Quelques blindés encore intacts appuieront la progression. Du matériel provenant des rescapés de Courlande et aussi d’Allemagne a même été débarqué. Il va falloir atteindre un village à quinze kilomètres au sud, sur la route qui suit la côte en bordure d’une vaste baie. Le commandant de l’opération choisit un temps affreux pour lancer son offensive. Il neige et il pleut en même temps. Même l’artillerie russe a pratiquement cessé son tir de harcèlement tant les conditions atmosphériques sont désastreuses. C’est précisément cela que comptent exploiter les chefs de notre dernière et folle expédition.
Une douzaine de chars gris sale s’élancent au-devant d’un sort inexorable. Sur leurs flancs, couleur de notre misère, la croix noire est à peine visible. À l’intérieur, sur les postes récepteurs à ondes courtes, les notes de la chevauchée des Walkyries résonnent. Il faut vraiment cela pour aller au sacrifice suprême. Des camions en mauvais état, sur lesquels ont été installées des pièces d’artillerie et des mitrailleuses lourdes, suivent de près et remplacent les défunts caissons chenillés des Panzergrenadiers de la belle époque. La foule des fantassins, à laquelle se mêlent les restants de groupes aériens et marins, courent aux côtés du matériel motorisé. Notre groupe, parmi lequel j’ai la joie en ce moment suprême de reconnaître les visages de Wiener et de Halls, se cramponne sur le châssis nu d’un autocar déshabillé de sa carrosserie.
Avec une facilité dérisoire, notre pointe avancée surprend un camp entier de blindés russes, rangés sous la neige comme pour la parade. Ivan, ahuri de ce coup de main absolument imprévisible, abandonne le camp que nous livrons à un incendie dont les troupes allemandes ont le secret. Un ravitaillement en carburant soviétique permet même à notre offensive d’espérer davantage qu’elle ne le pouvait à son départ. La progression continue malgré la bourrasque démoniaque qui flagelle les mains et les joues des combattants. Plusieurs concentrations russes tombent encore sous nos coups par surprise. Hélas ! l’ennemi est massé aux alentours de Memel, en profondeur.
Les premiers contrecoups ont lieu, et presque immédiatement notre course à l’aventure stoppe. Les premières réactions russes se font entendre. Le déluge le plus impitoyable ne va plus tarder à s’abattre. Les chars russes des bases les plus proches roulent probablement déjà à notre rencontre.
L’heure atteint son point critique lorsque, de la mer, partent des salves d’artillerie. Le mauvais temps nous empêche de voir les bateaux qui voguent à proximité, mais leur tir providentiel s’abat sur le flot russe qui avance. Il s’agit en fait de deux ou trois destroyers ou torpilleurs de la marine, venus tout spécialement appuyer notre manœuvre. Malgré la visibilité nulle, les coordonnées réglées par les blindés des avant-postes ne tardent pas à diriger le feu de la Kriegsmarine d’une façon plus précise. Grâce à cette synchronisation, le boutoir russe est plus ou moins freiné. Peut-être aussi les Russes qui opèrent plus à l’intérieur des terres évaluent mal le tir qui s’abat sur eux et pensent que nous disposons d’une artillerie terrestre importante.

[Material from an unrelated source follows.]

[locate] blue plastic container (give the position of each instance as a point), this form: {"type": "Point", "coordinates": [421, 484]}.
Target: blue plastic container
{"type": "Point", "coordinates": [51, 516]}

Cela ne va d’ailleurs rien arranger. Les popovs emploieront contre nous des moyens encore plus grands. Vers la fin de la journée, notre maigre opération est attaquée sur un flanc de dix kilomètres. C’est beaucoup plus que nous ne pouvons encaisser. Bientôt la moitié de nos chars flambent sous l’orage des orgues de Staline. L’opération échoue, comme prévu, et l’ordre de rebrousser chemin vers Memel est donné. Dix kilomètres à refaire dans l’autre sens, autrement plus difficile qu’à l’aller.
Nous avons abandonné la route qui conduisit notre épique et dernière attaque. Le matériel motorisé persiste à la suivre, faute de pouvoir circuler ailleurs, et se désagrège au fur et à mesure qu’Ivan décharge ses canons. Dans la nuit zébrée de mille lueurs, les feldgrauen époumonés courent à travers les dunes, d’un trou à l’autre, considérant chaque pas vers Memel comme une valeur à peu près sûre. Pour comble, la colonne encore existante est obligée de franchir un tronçon dégagé de deux kilomètres dont les fossés ont été minés le matin même par nos soins.
Deux kilomètres illuminés par les fusées éclairantes, striés d’explosions. La route est peu large mais encore à peu près intacte. Seulement quelques entonnoirs à contourner.